Quelqu’un pourra-t-il un jour m’expliquer ce qui peut pousser deux êtres, que rien ne disposait à un tel échange quelques minutes auparavant, à se laisser aller de manière aussi primitivement sensuelle ? La dame irradiait de désir brut et semblait prête à entraîner son partenaire dans une danse du rut magnifique et voluptueuse. Sans autre geste obscène ni parole déplacée, tout en ces deux êtres exprimait l’impérieuse envie de se faire plaisir, là et maintenant. C’était un spectacle à la fois sublime, brutal et parfaitement choquant. Mais, somme toute, réjouissant pour l’avenir génétique de l’humanité. Quoique…à leur âge ?
Arrivés à ce stade de complicité, il ne leur restait sans doute plus qu’à régler les détails de la manière et du lieu. Je m’attendais à ce qu’ils se dirigent vers le prochain hôtel. Il n’en fut rien. Elle s’éloigna la première, contournant ma camionnette, et après un bref regard aux alentours pénétra à l’arrière d’un fourgon placé dans la rangée adossée à mon stand. Il l’y suivit peu après, la rejoignant par la portière laissée entrouverte. Le brocanteur du stand concerné, un jeune qui débutait dans le métier, sembla ne rien remarquer et poursuivit sa discussion avec une cliente.
La situation devenait franchement gênante. Ils ne forçaient certainement personne à s’intéresser à leurs aventures, même si le bonhomme avait emporté mon livre, après avoir précisé dans un clin d’œil qu’il le rapporterait très prochainement, « après usage ».
Mais comment détacher mes pensées de ce qu’ils se préparaient ouvertement à accomplir ? D’autant que les mouvements de la camionnette étaient sans équivoque. En tendant l’oreille, ce dont je me suis néanmoins abstenu, j’aurais certainement pu les entendre gémir et proférer leurs encouragements sauvages. Tout cela à la barbe du marchand voisin. Mais comment pouvait-il ne pas remarquer à quoi son véhicule était en train de servir ?
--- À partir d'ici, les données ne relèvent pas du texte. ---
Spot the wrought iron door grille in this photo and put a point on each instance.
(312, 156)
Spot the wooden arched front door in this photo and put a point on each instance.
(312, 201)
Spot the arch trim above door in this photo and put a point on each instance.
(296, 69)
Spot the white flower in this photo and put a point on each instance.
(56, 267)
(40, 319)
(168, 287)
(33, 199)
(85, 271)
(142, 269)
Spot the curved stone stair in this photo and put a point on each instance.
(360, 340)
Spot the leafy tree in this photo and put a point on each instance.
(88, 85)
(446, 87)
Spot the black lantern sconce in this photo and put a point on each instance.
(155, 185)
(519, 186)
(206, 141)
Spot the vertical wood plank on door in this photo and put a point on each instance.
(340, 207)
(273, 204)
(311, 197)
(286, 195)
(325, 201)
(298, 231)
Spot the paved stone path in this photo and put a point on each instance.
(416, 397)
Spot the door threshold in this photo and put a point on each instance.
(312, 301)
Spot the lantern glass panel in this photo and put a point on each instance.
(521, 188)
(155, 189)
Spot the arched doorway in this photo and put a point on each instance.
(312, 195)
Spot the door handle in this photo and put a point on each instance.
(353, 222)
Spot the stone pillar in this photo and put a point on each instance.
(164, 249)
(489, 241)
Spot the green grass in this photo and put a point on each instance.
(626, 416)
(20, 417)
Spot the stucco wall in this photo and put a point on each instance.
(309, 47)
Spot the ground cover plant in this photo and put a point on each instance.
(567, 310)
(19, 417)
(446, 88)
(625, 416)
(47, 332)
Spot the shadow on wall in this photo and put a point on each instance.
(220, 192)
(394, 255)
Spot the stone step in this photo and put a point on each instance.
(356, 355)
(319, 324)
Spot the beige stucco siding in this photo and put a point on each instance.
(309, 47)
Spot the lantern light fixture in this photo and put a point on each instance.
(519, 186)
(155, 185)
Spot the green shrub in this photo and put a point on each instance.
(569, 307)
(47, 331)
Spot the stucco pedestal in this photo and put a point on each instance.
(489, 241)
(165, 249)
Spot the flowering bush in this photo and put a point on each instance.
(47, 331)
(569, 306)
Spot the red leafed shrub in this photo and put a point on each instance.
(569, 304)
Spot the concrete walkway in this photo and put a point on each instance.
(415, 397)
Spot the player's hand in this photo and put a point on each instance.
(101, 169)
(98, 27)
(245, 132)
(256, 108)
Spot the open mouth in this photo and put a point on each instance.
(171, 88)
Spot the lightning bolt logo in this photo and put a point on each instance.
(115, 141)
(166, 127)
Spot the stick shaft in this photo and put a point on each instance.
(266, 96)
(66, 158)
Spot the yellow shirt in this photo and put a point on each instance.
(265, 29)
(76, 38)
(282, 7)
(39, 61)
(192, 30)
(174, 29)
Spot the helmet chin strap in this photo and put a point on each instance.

Ils ne furent heureusement pas longs à satisfaire leurs sens exacerbés et réapparurent après quelques minutes. La mise de la femme était toujours impeccable. Seule preuve du désordre des sens qu’elle venait de s’offrir, son regard arborait un éclat différent, infiniment plus intense. Lui semblait plus marqué par leurs joutes intimes. Peut-être avait-il aussi plus payé de sa personne.
Tout était apparemment dit, car ils se séparèrent sans un regard, me laissant abasourdi, et sans mon livre, disparu avec eux.
Peu de temps après, assez énervé par cette scène étrange et n’ayant plus grand-chose à attendre des rares visiteurs déambulant entre les stands, je décidai de plier bagages. Au moment où j’allais charger les cartons de livres, quatre personnes, dont le couple impromptu, se présentèrent à mon stand, avec la mine hilare de ceux qui ont réussi un bon coup. Ils me tendirent chacun un livre tout droit sorti de leurs enfers respectifs.
Ma fantaisie galopante avait fait de moi la victime d’un magistral bizutage. Un à zéro pour les collègues. Belle preuve d’amitié.